This, in the next video,

we'll see another examples of conjugate priors.

Well, before we continue, we need to learn some new distributions.

And what we will learn now is called a gamma distribution.

Its probability density function is given as follows.

It is parameterized by two parameters, a and b.

Those are assumed to be positive.

Gamma is also assumed to be positive.

That is, the gamma distribution is a distribution over positive axis.

It's probability density function plot look as follows.

So, you can see, it can be either a unimodal distribution,

or can be a exponential decaying one depending on which parameters we will choose.

Its functional form is gamma to the power of a minus one,

times the exponent of minus b gamma.

For some parameters, the first term is increasing function,

the second term is decreasing function.

We can model the unimodal of distribution.

Then the this constant looks as b to the power of a over gamma function of a.

The gamma function is a smooth extension of a factorial.

That is, the gamma at point n equals to the n minus one factorial.

For example, gamma of five equals to 24.

Its statistics are given as follows,

the mean value equals to a/b.

The mode is a-1/b,

and the variance is a/b squared.

Let's see example how we can apply the gamma distribution to model real things.

Imagine that you run everyday.

You run somewhere around five kilometers.

However, some days you are bit more active.

Some days you are bit tired and so,

you can run 100 meters more or 100 meters less.

This means that the expected value of the distance that you run is

five kilometers and the variance is 0.1-1 kilometer squared.

So, we can model these as your run variable that has a gamma distribution.

We could also use a normal distribution, however,

it would imply that you can run a negative distance, which is impossible.

We can plug in those values into the formulas

for the mean and the variance and find out that a should be

equal to 2,500 and b should be equal to 500 and for density would look like this.

The gamma distribution is actually conjugate to be normal with respect to the precision.

I haven't defined precision yet so let's do that now.

The precision is inverse of the variance.

For example, here are the blue curve has high precision that

these you can easily predict where these samples would be.

However, it has a low variance and

the green line would have high variance and low precision.

Here's the probability density function of a normal distribution.

If we replace the variance with the inverse of that precision,

we'll get the following formula.

Now, we asked ourselves,

what is the conjugate prior with respect to the precision?

Here's our formula again.

If we drop all the constants that do not depend on gamma,

we'll get the following function.

Let's try to find the conjugate distribution in the following way.

It would be proportional to gamma power 1/2 times the exponent of minus b gamma.

What if four cannot?

What do you expect.?

All right. Let's check it out.

Here's our basic formula.

Again, we can drop the denominator since it does

not depend on the parameters and we'll get the form functional form.
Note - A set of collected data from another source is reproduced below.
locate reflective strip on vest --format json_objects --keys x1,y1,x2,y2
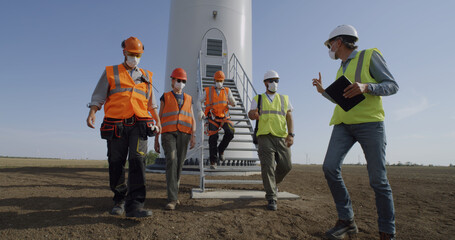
[
  {"x1": 205, "y1": 86, "x2": 229, "y2": 117},
  {"x1": 161, "y1": 110, "x2": 192, "y2": 118},
  {"x1": 355, "y1": 50, "x2": 366, "y2": 83},
  {"x1": 256, "y1": 93, "x2": 288, "y2": 138},
  {"x1": 161, "y1": 120, "x2": 192, "y2": 128},
  {"x1": 104, "y1": 64, "x2": 153, "y2": 119},
  {"x1": 260, "y1": 95, "x2": 286, "y2": 116},
  {"x1": 207, "y1": 87, "x2": 228, "y2": 106},
  {"x1": 108, "y1": 65, "x2": 150, "y2": 99},
  {"x1": 161, "y1": 92, "x2": 193, "y2": 134},
  {"x1": 330, "y1": 48, "x2": 385, "y2": 125}
]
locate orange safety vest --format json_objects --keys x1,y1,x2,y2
[
  {"x1": 161, "y1": 91, "x2": 193, "y2": 134},
  {"x1": 204, "y1": 86, "x2": 230, "y2": 118},
  {"x1": 104, "y1": 64, "x2": 153, "y2": 119}
]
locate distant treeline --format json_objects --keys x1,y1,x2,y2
[
  {"x1": 350, "y1": 161, "x2": 455, "y2": 167},
  {"x1": 0, "y1": 156, "x2": 60, "y2": 160}
]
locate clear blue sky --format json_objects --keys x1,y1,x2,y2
[{"x1": 1, "y1": 1, "x2": 454, "y2": 166}]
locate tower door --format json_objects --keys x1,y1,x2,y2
[{"x1": 201, "y1": 28, "x2": 228, "y2": 78}]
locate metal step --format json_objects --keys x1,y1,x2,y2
[
  {"x1": 229, "y1": 105, "x2": 244, "y2": 108},
  {"x1": 229, "y1": 118, "x2": 250, "y2": 122},
  {"x1": 231, "y1": 125, "x2": 252, "y2": 128},
  {"x1": 201, "y1": 86, "x2": 239, "y2": 93},
  {"x1": 216, "y1": 132, "x2": 253, "y2": 136},
  {"x1": 204, "y1": 179, "x2": 262, "y2": 185},
  {"x1": 204, "y1": 138, "x2": 255, "y2": 143},
  {"x1": 203, "y1": 147, "x2": 257, "y2": 151},
  {"x1": 202, "y1": 81, "x2": 236, "y2": 86},
  {"x1": 229, "y1": 112, "x2": 248, "y2": 116}
]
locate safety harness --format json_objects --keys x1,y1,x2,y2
[{"x1": 204, "y1": 87, "x2": 233, "y2": 136}]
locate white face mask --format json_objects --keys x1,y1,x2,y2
[
  {"x1": 174, "y1": 82, "x2": 185, "y2": 91},
  {"x1": 328, "y1": 41, "x2": 338, "y2": 60},
  {"x1": 268, "y1": 82, "x2": 278, "y2": 92},
  {"x1": 328, "y1": 48, "x2": 337, "y2": 60},
  {"x1": 215, "y1": 82, "x2": 223, "y2": 88},
  {"x1": 126, "y1": 55, "x2": 140, "y2": 68}
]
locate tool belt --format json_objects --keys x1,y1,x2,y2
[
  {"x1": 100, "y1": 116, "x2": 156, "y2": 140},
  {"x1": 204, "y1": 114, "x2": 233, "y2": 136}
]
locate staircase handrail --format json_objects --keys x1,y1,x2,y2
[
  {"x1": 197, "y1": 50, "x2": 206, "y2": 189},
  {"x1": 228, "y1": 53, "x2": 257, "y2": 131}
]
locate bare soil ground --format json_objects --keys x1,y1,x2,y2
[{"x1": 0, "y1": 157, "x2": 454, "y2": 240}]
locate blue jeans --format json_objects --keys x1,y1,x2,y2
[{"x1": 322, "y1": 122, "x2": 395, "y2": 234}]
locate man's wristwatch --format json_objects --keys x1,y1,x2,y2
[{"x1": 288, "y1": 133, "x2": 295, "y2": 137}]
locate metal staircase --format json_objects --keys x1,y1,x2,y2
[
  {"x1": 146, "y1": 52, "x2": 262, "y2": 192},
  {"x1": 196, "y1": 53, "x2": 262, "y2": 191}
]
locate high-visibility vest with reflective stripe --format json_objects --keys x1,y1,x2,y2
[
  {"x1": 104, "y1": 64, "x2": 153, "y2": 119},
  {"x1": 204, "y1": 86, "x2": 230, "y2": 118},
  {"x1": 255, "y1": 93, "x2": 289, "y2": 138},
  {"x1": 161, "y1": 91, "x2": 193, "y2": 134},
  {"x1": 330, "y1": 48, "x2": 385, "y2": 125}
]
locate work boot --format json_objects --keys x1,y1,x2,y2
[
  {"x1": 125, "y1": 208, "x2": 153, "y2": 218},
  {"x1": 379, "y1": 232, "x2": 396, "y2": 240},
  {"x1": 110, "y1": 202, "x2": 125, "y2": 216},
  {"x1": 219, "y1": 152, "x2": 225, "y2": 162},
  {"x1": 165, "y1": 200, "x2": 180, "y2": 210},
  {"x1": 325, "y1": 219, "x2": 358, "y2": 240},
  {"x1": 267, "y1": 200, "x2": 277, "y2": 211},
  {"x1": 210, "y1": 161, "x2": 217, "y2": 169}
]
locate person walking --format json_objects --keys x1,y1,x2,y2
[
  {"x1": 312, "y1": 25, "x2": 398, "y2": 240},
  {"x1": 155, "y1": 68, "x2": 196, "y2": 210},
  {"x1": 248, "y1": 70, "x2": 294, "y2": 211},
  {"x1": 200, "y1": 70, "x2": 236, "y2": 169},
  {"x1": 86, "y1": 36, "x2": 159, "y2": 218}
]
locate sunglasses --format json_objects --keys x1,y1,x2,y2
[
  {"x1": 326, "y1": 38, "x2": 340, "y2": 49},
  {"x1": 176, "y1": 79, "x2": 187, "y2": 84},
  {"x1": 266, "y1": 79, "x2": 279, "y2": 83},
  {"x1": 125, "y1": 51, "x2": 142, "y2": 58}
]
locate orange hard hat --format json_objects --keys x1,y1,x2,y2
[
  {"x1": 214, "y1": 71, "x2": 225, "y2": 81},
  {"x1": 122, "y1": 37, "x2": 144, "y2": 54},
  {"x1": 171, "y1": 68, "x2": 187, "y2": 80}
]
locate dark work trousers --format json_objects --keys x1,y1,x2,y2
[
  {"x1": 107, "y1": 123, "x2": 147, "y2": 213},
  {"x1": 208, "y1": 120, "x2": 234, "y2": 164}
]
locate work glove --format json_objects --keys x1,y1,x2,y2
[{"x1": 198, "y1": 110, "x2": 206, "y2": 120}]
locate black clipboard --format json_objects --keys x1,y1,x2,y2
[{"x1": 325, "y1": 75, "x2": 365, "y2": 112}]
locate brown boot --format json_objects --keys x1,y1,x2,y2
[
  {"x1": 165, "y1": 200, "x2": 180, "y2": 210},
  {"x1": 379, "y1": 232, "x2": 396, "y2": 240}
]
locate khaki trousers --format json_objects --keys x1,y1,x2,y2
[
  {"x1": 162, "y1": 131, "x2": 191, "y2": 202},
  {"x1": 257, "y1": 134, "x2": 292, "y2": 201}
]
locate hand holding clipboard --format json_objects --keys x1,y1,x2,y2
[{"x1": 324, "y1": 75, "x2": 365, "y2": 112}]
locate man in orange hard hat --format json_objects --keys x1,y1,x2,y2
[
  {"x1": 155, "y1": 68, "x2": 196, "y2": 210},
  {"x1": 86, "y1": 36, "x2": 160, "y2": 218},
  {"x1": 200, "y1": 70, "x2": 236, "y2": 169}
]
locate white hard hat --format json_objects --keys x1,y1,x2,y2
[
  {"x1": 324, "y1": 25, "x2": 358, "y2": 47},
  {"x1": 264, "y1": 70, "x2": 279, "y2": 80}
]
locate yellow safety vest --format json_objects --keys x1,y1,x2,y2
[
  {"x1": 255, "y1": 93, "x2": 289, "y2": 138},
  {"x1": 330, "y1": 48, "x2": 385, "y2": 125}
]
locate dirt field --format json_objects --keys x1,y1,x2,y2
[{"x1": 0, "y1": 157, "x2": 454, "y2": 240}]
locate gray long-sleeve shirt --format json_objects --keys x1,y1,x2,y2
[
  {"x1": 88, "y1": 65, "x2": 158, "y2": 110},
  {"x1": 322, "y1": 50, "x2": 399, "y2": 102}
]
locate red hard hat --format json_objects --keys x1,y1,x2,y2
[
  {"x1": 122, "y1": 37, "x2": 144, "y2": 54},
  {"x1": 171, "y1": 68, "x2": 187, "y2": 80},
  {"x1": 214, "y1": 71, "x2": 225, "y2": 81}
]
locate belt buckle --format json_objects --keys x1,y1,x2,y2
[{"x1": 124, "y1": 116, "x2": 135, "y2": 125}]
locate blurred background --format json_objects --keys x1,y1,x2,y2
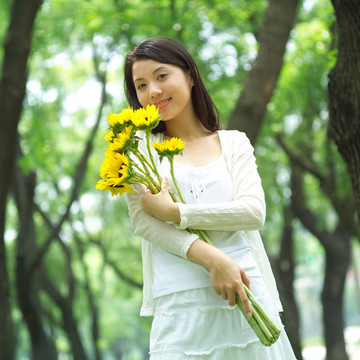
[{"x1": 0, "y1": 0, "x2": 359, "y2": 359}]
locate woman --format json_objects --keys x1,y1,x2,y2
[{"x1": 124, "y1": 37, "x2": 296, "y2": 359}]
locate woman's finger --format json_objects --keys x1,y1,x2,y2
[
  {"x1": 227, "y1": 292, "x2": 236, "y2": 307},
  {"x1": 241, "y1": 269, "x2": 251, "y2": 291},
  {"x1": 238, "y1": 285, "x2": 252, "y2": 318},
  {"x1": 161, "y1": 176, "x2": 169, "y2": 192}
]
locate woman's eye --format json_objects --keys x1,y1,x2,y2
[
  {"x1": 137, "y1": 83, "x2": 146, "y2": 90},
  {"x1": 158, "y1": 73, "x2": 167, "y2": 80}
]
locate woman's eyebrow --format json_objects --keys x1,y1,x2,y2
[{"x1": 134, "y1": 66, "x2": 168, "y2": 83}]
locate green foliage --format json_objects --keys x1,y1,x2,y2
[{"x1": 3, "y1": 0, "x2": 359, "y2": 357}]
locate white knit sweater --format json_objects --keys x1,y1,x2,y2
[{"x1": 125, "y1": 130, "x2": 282, "y2": 316}]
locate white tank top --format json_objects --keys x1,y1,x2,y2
[{"x1": 152, "y1": 154, "x2": 255, "y2": 298}]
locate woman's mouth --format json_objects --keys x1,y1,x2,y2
[{"x1": 155, "y1": 98, "x2": 171, "y2": 110}]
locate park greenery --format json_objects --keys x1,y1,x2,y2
[{"x1": 0, "y1": 0, "x2": 359, "y2": 359}]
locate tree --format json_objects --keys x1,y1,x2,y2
[
  {"x1": 285, "y1": 158, "x2": 353, "y2": 360},
  {"x1": 0, "y1": 0, "x2": 43, "y2": 359},
  {"x1": 227, "y1": 0, "x2": 300, "y2": 144},
  {"x1": 259, "y1": 2, "x2": 360, "y2": 356},
  {"x1": 225, "y1": 0, "x2": 303, "y2": 356},
  {"x1": 272, "y1": 205, "x2": 302, "y2": 360},
  {"x1": 328, "y1": 0, "x2": 360, "y2": 223}
]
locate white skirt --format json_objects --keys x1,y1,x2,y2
[{"x1": 149, "y1": 272, "x2": 297, "y2": 359}]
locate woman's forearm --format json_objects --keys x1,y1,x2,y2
[
  {"x1": 186, "y1": 239, "x2": 252, "y2": 317},
  {"x1": 186, "y1": 238, "x2": 223, "y2": 268}
]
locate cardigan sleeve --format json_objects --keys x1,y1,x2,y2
[
  {"x1": 124, "y1": 131, "x2": 199, "y2": 259},
  {"x1": 125, "y1": 185, "x2": 199, "y2": 258},
  {"x1": 175, "y1": 131, "x2": 266, "y2": 232}
]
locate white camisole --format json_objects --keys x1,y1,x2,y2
[{"x1": 152, "y1": 154, "x2": 256, "y2": 299}]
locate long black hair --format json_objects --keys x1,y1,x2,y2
[{"x1": 124, "y1": 37, "x2": 221, "y2": 133}]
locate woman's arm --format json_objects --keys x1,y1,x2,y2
[
  {"x1": 176, "y1": 133, "x2": 265, "y2": 231},
  {"x1": 124, "y1": 131, "x2": 198, "y2": 258},
  {"x1": 142, "y1": 132, "x2": 265, "y2": 232},
  {"x1": 187, "y1": 239, "x2": 252, "y2": 317},
  {"x1": 125, "y1": 183, "x2": 197, "y2": 259}
]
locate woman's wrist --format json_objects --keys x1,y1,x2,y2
[
  {"x1": 166, "y1": 202, "x2": 181, "y2": 223},
  {"x1": 186, "y1": 239, "x2": 223, "y2": 269}
]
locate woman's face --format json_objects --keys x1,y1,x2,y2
[{"x1": 132, "y1": 59, "x2": 194, "y2": 122}]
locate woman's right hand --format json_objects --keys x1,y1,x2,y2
[{"x1": 186, "y1": 239, "x2": 252, "y2": 317}]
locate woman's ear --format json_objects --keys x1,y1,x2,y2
[{"x1": 188, "y1": 71, "x2": 195, "y2": 87}]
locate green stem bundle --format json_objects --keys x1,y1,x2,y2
[{"x1": 236, "y1": 285, "x2": 281, "y2": 346}]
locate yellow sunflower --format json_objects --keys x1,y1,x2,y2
[
  {"x1": 107, "y1": 108, "x2": 134, "y2": 132},
  {"x1": 99, "y1": 152, "x2": 130, "y2": 182},
  {"x1": 96, "y1": 179, "x2": 134, "y2": 196},
  {"x1": 104, "y1": 130, "x2": 115, "y2": 142},
  {"x1": 152, "y1": 137, "x2": 185, "y2": 162},
  {"x1": 152, "y1": 137, "x2": 185, "y2": 153},
  {"x1": 132, "y1": 105, "x2": 160, "y2": 130},
  {"x1": 108, "y1": 126, "x2": 132, "y2": 153}
]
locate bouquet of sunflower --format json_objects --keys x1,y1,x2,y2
[{"x1": 96, "y1": 105, "x2": 281, "y2": 347}]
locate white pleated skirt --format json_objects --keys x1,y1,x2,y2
[{"x1": 149, "y1": 271, "x2": 297, "y2": 359}]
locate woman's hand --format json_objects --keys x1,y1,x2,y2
[
  {"x1": 210, "y1": 250, "x2": 251, "y2": 315},
  {"x1": 187, "y1": 239, "x2": 252, "y2": 317},
  {"x1": 142, "y1": 177, "x2": 181, "y2": 223}
]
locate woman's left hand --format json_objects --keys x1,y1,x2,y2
[{"x1": 142, "y1": 177, "x2": 181, "y2": 223}]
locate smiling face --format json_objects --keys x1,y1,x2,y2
[{"x1": 132, "y1": 59, "x2": 194, "y2": 122}]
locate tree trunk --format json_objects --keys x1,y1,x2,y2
[
  {"x1": 273, "y1": 205, "x2": 303, "y2": 360},
  {"x1": 0, "y1": 232, "x2": 13, "y2": 360},
  {"x1": 75, "y1": 238, "x2": 102, "y2": 360},
  {"x1": 227, "y1": 0, "x2": 300, "y2": 144},
  {"x1": 0, "y1": 1, "x2": 43, "y2": 358},
  {"x1": 41, "y1": 274, "x2": 88, "y2": 360},
  {"x1": 291, "y1": 166, "x2": 350, "y2": 360},
  {"x1": 322, "y1": 228, "x2": 351, "y2": 360},
  {"x1": 14, "y1": 162, "x2": 57, "y2": 360},
  {"x1": 328, "y1": 0, "x2": 360, "y2": 222}
]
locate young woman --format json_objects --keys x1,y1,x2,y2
[{"x1": 124, "y1": 37, "x2": 297, "y2": 359}]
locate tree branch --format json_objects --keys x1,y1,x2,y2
[
  {"x1": 27, "y1": 53, "x2": 108, "y2": 280},
  {"x1": 35, "y1": 203, "x2": 76, "y2": 302},
  {"x1": 290, "y1": 164, "x2": 331, "y2": 247},
  {"x1": 227, "y1": 0, "x2": 300, "y2": 144},
  {"x1": 40, "y1": 272, "x2": 88, "y2": 360},
  {"x1": 86, "y1": 238, "x2": 142, "y2": 289},
  {"x1": 276, "y1": 133, "x2": 326, "y2": 182},
  {"x1": 277, "y1": 133, "x2": 360, "y2": 237}
]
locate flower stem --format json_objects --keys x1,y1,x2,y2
[
  {"x1": 244, "y1": 285, "x2": 280, "y2": 339},
  {"x1": 146, "y1": 131, "x2": 163, "y2": 184},
  {"x1": 132, "y1": 162, "x2": 148, "y2": 177},
  {"x1": 236, "y1": 296, "x2": 270, "y2": 346},
  {"x1": 169, "y1": 189, "x2": 180, "y2": 203},
  {"x1": 132, "y1": 175, "x2": 159, "y2": 193},
  {"x1": 188, "y1": 229, "x2": 215, "y2": 247},
  {"x1": 132, "y1": 148, "x2": 156, "y2": 182},
  {"x1": 169, "y1": 157, "x2": 186, "y2": 204}
]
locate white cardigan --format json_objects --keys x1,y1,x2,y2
[{"x1": 125, "y1": 130, "x2": 282, "y2": 316}]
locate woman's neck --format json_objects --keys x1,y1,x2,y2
[{"x1": 164, "y1": 116, "x2": 212, "y2": 142}]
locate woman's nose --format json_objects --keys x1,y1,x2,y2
[{"x1": 149, "y1": 83, "x2": 162, "y2": 98}]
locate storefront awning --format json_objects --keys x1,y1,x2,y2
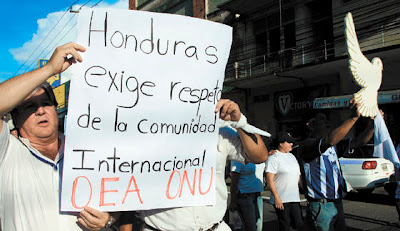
[{"x1": 313, "y1": 89, "x2": 400, "y2": 109}]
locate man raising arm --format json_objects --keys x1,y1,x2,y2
[
  {"x1": 298, "y1": 100, "x2": 374, "y2": 231},
  {"x1": 0, "y1": 43, "x2": 117, "y2": 231}
]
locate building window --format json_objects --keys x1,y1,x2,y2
[
  {"x1": 253, "y1": 17, "x2": 268, "y2": 56},
  {"x1": 170, "y1": 1, "x2": 193, "y2": 16},
  {"x1": 267, "y1": 13, "x2": 280, "y2": 56},
  {"x1": 269, "y1": 28, "x2": 280, "y2": 55},
  {"x1": 307, "y1": 0, "x2": 334, "y2": 60},
  {"x1": 137, "y1": 0, "x2": 150, "y2": 8},
  {"x1": 249, "y1": 7, "x2": 296, "y2": 67},
  {"x1": 284, "y1": 23, "x2": 295, "y2": 48},
  {"x1": 208, "y1": 0, "x2": 230, "y2": 15},
  {"x1": 139, "y1": 0, "x2": 193, "y2": 15}
]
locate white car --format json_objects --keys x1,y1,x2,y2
[{"x1": 339, "y1": 157, "x2": 394, "y2": 194}]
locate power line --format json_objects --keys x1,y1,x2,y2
[
  {"x1": 43, "y1": 22, "x2": 78, "y2": 59},
  {"x1": 21, "y1": 13, "x2": 78, "y2": 74},
  {"x1": 12, "y1": 0, "x2": 80, "y2": 77},
  {"x1": 21, "y1": 0, "x2": 96, "y2": 74},
  {"x1": 91, "y1": 0, "x2": 103, "y2": 8},
  {"x1": 37, "y1": 0, "x2": 103, "y2": 65}
]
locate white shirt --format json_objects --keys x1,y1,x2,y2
[
  {"x1": 140, "y1": 127, "x2": 246, "y2": 231},
  {"x1": 266, "y1": 151, "x2": 301, "y2": 204},
  {"x1": 231, "y1": 161, "x2": 265, "y2": 193},
  {"x1": 0, "y1": 121, "x2": 82, "y2": 231}
]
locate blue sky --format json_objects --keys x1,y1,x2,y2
[{"x1": 0, "y1": 0, "x2": 128, "y2": 83}]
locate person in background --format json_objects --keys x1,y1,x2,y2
[
  {"x1": 0, "y1": 43, "x2": 117, "y2": 230},
  {"x1": 395, "y1": 144, "x2": 400, "y2": 225},
  {"x1": 118, "y1": 211, "x2": 142, "y2": 231},
  {"x1": 119, "y1": 212, "x2": 134, "y2": 231},
  {"x1": 139, "y1": 99, "x2": 269, "y2": 231},
  {"x1": 229, "y1": 159, "x2": 265, "y2": 231},
  {"x1": 266, "y1": 131, "x2": 303, "y2": 231},
  {"x1": 297, "y1": 101, "x2": 374, "y2": 231}
]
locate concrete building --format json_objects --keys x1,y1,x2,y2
[
  {"x1": 219, "y1": 0, "x2": 400, "y2": 145},
  {"x1": 130, "y1": 0, "x2": 233, "y2": 19},
  {"x1": 131, "y1": 0, "x2": 400, "y2": 146}
]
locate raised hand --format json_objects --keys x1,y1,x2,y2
[
  {"x1": 46, "y1": 42, "x2": 86, "y2": 76},
  {"x1": 214, "y1": 99, "x2": 241, "y2": 122}
]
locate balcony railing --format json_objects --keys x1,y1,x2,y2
[
  {"x1": 225, "y1": 41, "x2": 337, "y2": 81},
  {"x1": 225, "y1": 26, "x2": 400, "y2": 81}
]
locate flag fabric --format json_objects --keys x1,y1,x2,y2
[
  {"x1": 373, "y1": 113, "x2": 400, "y2": 168},
  {"x1": 396, "y1": 144, "x2": 400, "y2": 157}
]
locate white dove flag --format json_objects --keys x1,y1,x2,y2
[
  {"x1": 219, "y1": 114, "x2": 271, "y2": 137},
  {"x1": 345, "y1": 12, "x2": 383, "y2": 117}
]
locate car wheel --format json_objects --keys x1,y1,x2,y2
[{"x1": 357, "y1": 188, "x2": 374, "y2": 195}]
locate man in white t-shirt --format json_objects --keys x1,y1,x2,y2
[
  {"x1": 0, "y1": 43, "x2": 116, "y2": 231},
  {"x1": 230, "y1": 160, "x2": 265, "y2": 231}
]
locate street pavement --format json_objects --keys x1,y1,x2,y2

If we rearrange the terms,

we see that the gamma now has the power of 1,

which means that it doesn't lie in the same form of distributions.

They wanted, as we considered before had the power of 1/2 so this is a wrong answer.

What if we choose a gamma distribution?

That is we'll have another parameter that would allow us to vary the power of the gamma.

It would look like follows.

Again, this is gamma distribution parameterized by two parameters a and b.

Well, let's try to compute the posterior.

Again, here is our prior.

Here's our posterior.

It is proportional to the likelihood times of prior.

Here is what we get if we drop all the constants.

If we rearrange the terms,

we'll get the gamma to some new power times the exponent of the minus gamma times new

constant and so we can estimate the parameters for the posterior from this form.

So the mean would be a+1/2 and the variance would be b+sum of quadratic term,

and so we avoided computing the evidence simply by choosing the conjugate prior.